The legislation would protect Catholic and other faith-based adoption agencies – without interfering with anyone’s right to adopt.
“Seven states have laws like the legislation before you,” they said in the statement submitted as written testimony to Kansas lawmakers. “None of those laws have taken away anyone’s legal right to adopt. Rather, they have simply ensured that faith-based providers can continue to serve their communities in accordance with their religious principles.”
The legislation does not affect Catholic Charities in Wichita, which no longer has an adoption ministry.
The bishops of the dioceses of Wichita, Dodge City, Kansas City, and the administrator of the Diocese of Salina, said in the statement that it was disappointing the legislation was necessary.
“In recent years, government agencies have forced Catholic Charities to close their adoption ministries in Boston, Washington, D.C., Illinois, and San Francisco because of their policy of placing children only in homes with a married mother and father,” they said, adding that Catholic Charities’ adoption ministry in Boston was one of the oldest in the country and had a strong reputation for being able to place hard-to-place children, such as older children or special needs children.
“Faith-based providers often specialize in handling challenging situations, so to lose their expertise would be a blow to the children and families they serve. Nonetheless, these other jurisdictions forced their closure. We do not want such a scenario to ever occur in Kansas,” the bishops said.
The statement said the climate of “fear and uncertainty” created by litigious groups hostile to faith-based adoption providers does not increase access for anyone.
“However, were the state to pass these protections, it is altogether likely that faith-based providers would increase their services,” they said. “By having a diversity of providers operating in Kansas, we can maximize the number of children and families served. A diverse society should welcome a diversity of perspectives among adoption providers.”
The statement points out that the rights of birthmothers and adoptive parents should not be forgotten in their consideration of the legislation.
“It often happens that a birthmother wants her child to be raised in a home that shares her faith,” the statement says.
“Political activists who do not agree with her religious beliefs should not be able to stand in the door and thwart her wishes.

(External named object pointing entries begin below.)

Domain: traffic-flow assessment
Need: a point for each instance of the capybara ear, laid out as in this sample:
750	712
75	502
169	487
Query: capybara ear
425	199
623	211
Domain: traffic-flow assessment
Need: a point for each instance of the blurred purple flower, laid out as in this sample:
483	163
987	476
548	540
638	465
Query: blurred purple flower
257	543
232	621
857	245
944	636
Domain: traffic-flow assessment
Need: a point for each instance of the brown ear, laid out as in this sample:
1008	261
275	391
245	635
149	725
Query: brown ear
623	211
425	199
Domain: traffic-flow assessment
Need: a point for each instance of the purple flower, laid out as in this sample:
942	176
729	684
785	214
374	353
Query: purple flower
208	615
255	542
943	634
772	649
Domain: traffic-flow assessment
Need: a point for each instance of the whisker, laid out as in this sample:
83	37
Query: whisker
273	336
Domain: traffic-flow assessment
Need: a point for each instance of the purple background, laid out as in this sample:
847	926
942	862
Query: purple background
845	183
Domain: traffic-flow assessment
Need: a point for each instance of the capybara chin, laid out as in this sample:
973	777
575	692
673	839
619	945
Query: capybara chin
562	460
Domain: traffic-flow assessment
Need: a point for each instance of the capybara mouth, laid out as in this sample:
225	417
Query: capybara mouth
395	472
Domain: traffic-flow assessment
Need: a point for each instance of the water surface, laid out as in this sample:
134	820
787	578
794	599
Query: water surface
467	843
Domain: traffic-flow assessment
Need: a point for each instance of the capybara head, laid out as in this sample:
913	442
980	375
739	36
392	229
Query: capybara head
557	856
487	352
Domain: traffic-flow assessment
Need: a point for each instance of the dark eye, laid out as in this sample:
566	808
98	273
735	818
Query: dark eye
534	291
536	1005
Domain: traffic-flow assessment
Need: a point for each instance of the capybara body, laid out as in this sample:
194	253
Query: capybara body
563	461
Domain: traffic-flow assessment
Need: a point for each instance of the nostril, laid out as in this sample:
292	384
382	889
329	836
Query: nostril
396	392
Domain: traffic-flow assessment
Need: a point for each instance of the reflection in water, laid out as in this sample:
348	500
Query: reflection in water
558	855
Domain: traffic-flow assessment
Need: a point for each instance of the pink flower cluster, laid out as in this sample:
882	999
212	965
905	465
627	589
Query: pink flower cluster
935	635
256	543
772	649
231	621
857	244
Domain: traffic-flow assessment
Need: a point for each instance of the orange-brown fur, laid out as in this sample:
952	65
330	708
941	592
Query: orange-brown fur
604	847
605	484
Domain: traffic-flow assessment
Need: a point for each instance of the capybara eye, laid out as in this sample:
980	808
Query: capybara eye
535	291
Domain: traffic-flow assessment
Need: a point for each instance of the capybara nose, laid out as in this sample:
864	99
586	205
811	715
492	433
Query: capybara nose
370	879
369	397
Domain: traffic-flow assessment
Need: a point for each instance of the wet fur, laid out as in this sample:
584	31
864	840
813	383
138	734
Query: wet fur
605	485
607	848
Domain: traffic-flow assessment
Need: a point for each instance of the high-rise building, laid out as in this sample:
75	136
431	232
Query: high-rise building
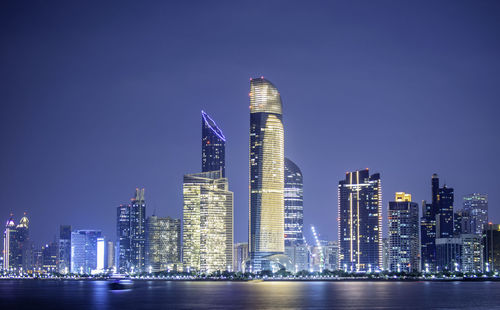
475	206
491	246
294	204
213	146
404	240
17	254
472	253
436	222
240	256
84	250
131	233
64	261
10	248
163	243
448	254
360	221
266	227
444	220
207	222
50	255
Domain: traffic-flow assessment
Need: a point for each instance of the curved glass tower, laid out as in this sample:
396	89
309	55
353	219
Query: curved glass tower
266	227
213	146
294	204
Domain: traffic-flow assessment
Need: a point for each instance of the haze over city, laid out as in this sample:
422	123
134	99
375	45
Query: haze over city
97	102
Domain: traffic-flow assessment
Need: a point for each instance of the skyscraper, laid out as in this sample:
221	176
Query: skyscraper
131	233
64	261
294	204
163	243
475	206
360	221
207	222
84	250
266	227
404	228
213	146
436	222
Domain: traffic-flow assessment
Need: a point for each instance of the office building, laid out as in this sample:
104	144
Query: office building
163	245
131	234
84	251
294	204
266	221
213	146
64	261
491	247
472	253
360	221
240	256
404	240
475	206
207	223
448	254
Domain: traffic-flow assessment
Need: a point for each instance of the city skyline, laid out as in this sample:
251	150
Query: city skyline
77	165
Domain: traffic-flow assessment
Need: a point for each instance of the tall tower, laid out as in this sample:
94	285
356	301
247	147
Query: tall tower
131	233
266	227
403	234
360	221
213	146
294	204
207	232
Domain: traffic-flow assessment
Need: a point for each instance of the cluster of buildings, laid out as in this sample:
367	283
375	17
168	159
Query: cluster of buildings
439	238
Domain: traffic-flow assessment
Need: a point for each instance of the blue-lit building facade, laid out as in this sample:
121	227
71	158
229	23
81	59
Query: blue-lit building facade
213	146
266	227
404	229
437	222
360	221
131	234
84	251
294	204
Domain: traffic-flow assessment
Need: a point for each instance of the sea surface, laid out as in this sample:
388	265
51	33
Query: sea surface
72	295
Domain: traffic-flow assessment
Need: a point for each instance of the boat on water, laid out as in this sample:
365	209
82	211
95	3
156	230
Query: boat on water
120	282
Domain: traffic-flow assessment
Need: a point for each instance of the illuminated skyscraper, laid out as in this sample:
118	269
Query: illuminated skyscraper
213	146
436	222
131	233
294	204
64	261
360	221
207	222
84	250
266	227
163	243
403	234
475	211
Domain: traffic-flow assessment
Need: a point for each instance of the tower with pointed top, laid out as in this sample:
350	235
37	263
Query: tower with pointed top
213	146
266	227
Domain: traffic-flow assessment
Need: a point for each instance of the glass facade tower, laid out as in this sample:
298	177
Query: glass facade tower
266	219
294	204
213	146
360	221
207	233
163	243
403	234
131	233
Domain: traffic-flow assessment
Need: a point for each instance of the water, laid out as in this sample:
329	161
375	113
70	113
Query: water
72	295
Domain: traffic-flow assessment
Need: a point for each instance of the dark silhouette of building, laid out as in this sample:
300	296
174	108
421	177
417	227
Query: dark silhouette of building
131	233
360	221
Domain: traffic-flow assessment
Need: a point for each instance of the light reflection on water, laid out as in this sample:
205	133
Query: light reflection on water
250	295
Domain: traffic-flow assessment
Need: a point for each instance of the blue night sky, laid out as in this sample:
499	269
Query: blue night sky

Sometimes a birthmother’s decision to place her child for adoption is based on her desire for the child to have the benefit of a mother and a father, something she may not be able to provide at that moment in her life. Such extraordinary selflessness should command society’s awe and support.”

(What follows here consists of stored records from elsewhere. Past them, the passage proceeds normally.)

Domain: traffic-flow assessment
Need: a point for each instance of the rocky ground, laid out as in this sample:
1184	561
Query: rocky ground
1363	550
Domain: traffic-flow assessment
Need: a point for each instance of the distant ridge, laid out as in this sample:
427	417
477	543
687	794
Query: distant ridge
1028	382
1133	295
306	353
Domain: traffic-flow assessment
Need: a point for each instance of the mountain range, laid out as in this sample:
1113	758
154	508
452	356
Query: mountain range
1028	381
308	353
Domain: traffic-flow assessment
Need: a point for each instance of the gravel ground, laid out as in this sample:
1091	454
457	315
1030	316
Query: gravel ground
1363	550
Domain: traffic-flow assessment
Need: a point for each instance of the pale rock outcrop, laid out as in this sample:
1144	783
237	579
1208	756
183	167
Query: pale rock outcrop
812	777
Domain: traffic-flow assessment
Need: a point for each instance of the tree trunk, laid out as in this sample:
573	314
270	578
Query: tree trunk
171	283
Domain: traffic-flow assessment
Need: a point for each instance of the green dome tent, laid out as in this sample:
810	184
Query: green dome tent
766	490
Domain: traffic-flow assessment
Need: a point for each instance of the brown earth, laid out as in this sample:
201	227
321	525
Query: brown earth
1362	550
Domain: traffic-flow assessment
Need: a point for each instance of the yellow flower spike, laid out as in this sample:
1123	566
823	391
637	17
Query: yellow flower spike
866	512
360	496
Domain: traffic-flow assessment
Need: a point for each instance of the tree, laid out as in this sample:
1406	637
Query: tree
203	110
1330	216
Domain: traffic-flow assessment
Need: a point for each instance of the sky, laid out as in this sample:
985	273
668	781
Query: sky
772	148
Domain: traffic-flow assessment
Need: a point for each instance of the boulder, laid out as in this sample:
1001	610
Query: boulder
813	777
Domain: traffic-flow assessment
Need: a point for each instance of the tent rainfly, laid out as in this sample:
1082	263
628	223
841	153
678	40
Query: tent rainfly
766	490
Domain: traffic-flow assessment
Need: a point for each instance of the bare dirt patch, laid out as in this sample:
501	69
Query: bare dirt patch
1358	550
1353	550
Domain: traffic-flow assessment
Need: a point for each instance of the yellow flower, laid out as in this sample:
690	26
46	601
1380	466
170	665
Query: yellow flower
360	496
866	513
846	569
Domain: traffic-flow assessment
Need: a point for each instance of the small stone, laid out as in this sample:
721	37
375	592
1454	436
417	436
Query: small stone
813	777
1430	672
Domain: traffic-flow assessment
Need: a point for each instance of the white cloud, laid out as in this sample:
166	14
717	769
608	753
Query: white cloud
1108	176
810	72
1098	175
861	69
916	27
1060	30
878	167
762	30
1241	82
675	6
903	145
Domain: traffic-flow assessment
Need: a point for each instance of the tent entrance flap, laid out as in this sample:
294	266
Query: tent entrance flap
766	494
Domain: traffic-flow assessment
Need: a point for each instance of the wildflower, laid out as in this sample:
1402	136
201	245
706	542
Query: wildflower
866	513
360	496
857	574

The bishops said adoptive parents might wish to work with faith-based providers for a variety of reasons and that the government should not deny that choice.
“That fact that faith-based providers may operate according to religious criteria that not everyone agrees with should be expected in a diverse society. Under the criteria employed by Catholic Charities, we, the Catholic bishops of Kansas are not eligible to adopt children. We can assure you that this is not because Catholic Charities bears any ill will against bishops.
The statement says that if opponents to the legislation are successful, America will become a place where even Mother Teresa would be forbidden from carrying out her adoption ministry. “That is anything but tolerance,” they said.
Signing the statement were:
+ The Most Rev. Joseph F. Naumann, archbishop of Kansas City in Kansas
+ The Most Rev. John B. Brungardt, bishop of Dodge City
+ The Most Rev. Carl A. Kemme, bishop of Wichita
+ The Very Rev. Francis E. Coady, diocesan administrator of the Diocese of Salina
Editor’s note: The Kansas Senate passed the Adoption Protection Act 23-12 Thursday, March 29, but the House voted it down 58-64 just a few hours later. The bill now goes to a conference committee for negotiations.